New York City, December, 2014-Armenian artist Tigran Tsitoghdzyan is among those contemporary artists who are giving a surprising performance in the last years. At the fall's auction's at Phillips, his painting Mirror V, a huge hyperrealistic portraiture with actress Ashley Hinshaw covering her face, was sold by $70.000 dollars, coming from an estimate of $30.000.
A solo show was displayed at Booth B29 at Art Basel Miami, and a second piece from the series Mirrors, in this case one so called White Mirror II, was sold to Russian collectors, along side with Mirror Metamorphosis.
The renowned American art critic Donald Kuspit is actually working on an essay about Tigran last series of work, and American filmmaker Artur Balder is reportedly to work with the artist in a cutting edge Film, but no more information about that project has been unveiled. Balder's film Little Spain' has been released in the United States a few weeks ago, and some of his documentaries about art has been premiere by the Museum of Modern Art of Mew York (MoMA).

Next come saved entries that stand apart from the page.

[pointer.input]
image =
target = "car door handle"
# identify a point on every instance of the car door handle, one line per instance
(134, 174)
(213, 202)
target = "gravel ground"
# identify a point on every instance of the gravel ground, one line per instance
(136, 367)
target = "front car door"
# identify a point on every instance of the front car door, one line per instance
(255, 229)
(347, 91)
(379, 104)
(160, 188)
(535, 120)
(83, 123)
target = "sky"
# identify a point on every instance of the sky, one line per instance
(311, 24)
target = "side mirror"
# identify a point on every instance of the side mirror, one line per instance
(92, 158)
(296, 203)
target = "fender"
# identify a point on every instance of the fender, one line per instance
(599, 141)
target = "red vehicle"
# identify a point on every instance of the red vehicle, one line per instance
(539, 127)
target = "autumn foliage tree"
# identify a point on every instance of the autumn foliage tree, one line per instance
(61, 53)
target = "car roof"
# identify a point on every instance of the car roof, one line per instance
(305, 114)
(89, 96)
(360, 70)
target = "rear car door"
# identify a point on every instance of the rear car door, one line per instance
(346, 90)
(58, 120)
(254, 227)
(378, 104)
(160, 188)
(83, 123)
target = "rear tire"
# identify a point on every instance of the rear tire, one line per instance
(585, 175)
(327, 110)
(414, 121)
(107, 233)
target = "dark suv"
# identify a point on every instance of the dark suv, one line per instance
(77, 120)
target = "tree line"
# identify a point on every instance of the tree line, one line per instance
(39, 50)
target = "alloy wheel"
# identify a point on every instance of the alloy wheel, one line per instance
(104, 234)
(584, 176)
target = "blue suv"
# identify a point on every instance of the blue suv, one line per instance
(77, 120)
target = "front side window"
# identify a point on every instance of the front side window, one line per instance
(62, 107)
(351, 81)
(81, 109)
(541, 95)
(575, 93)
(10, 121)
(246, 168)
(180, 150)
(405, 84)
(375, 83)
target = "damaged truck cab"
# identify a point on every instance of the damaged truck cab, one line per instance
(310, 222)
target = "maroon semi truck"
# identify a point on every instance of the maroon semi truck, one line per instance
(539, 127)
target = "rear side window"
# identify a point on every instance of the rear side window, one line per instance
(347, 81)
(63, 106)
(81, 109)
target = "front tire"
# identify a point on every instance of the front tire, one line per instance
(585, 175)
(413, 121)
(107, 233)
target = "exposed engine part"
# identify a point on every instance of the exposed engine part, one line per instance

Tigran's work is characterised by an extremely accuracy at painting. His oil on canvas is an extension of the old masters technic, adapted to our new times. Tigran's evolutionary path is in this sense different to most artists, and one can speak of an absence of childhood in the general sense of the definition, as demonstrated both by his works of that time as by the events that marked its existence.
This aesthetic maturation leads to a quick recognition of romantic painting trails in the work of these early stages.
His recent series of Mirrors concentrates on the modern spirit of individuality in this era of 'selfies' culture. It compresses the ideas that have occupied him in connection with that vision of ourselves through interfering social networks and media. From that point of view, internet changed our need to be seen and the control we had about that image, and that's a powerful influence of how the artist's world is influenced and exposed.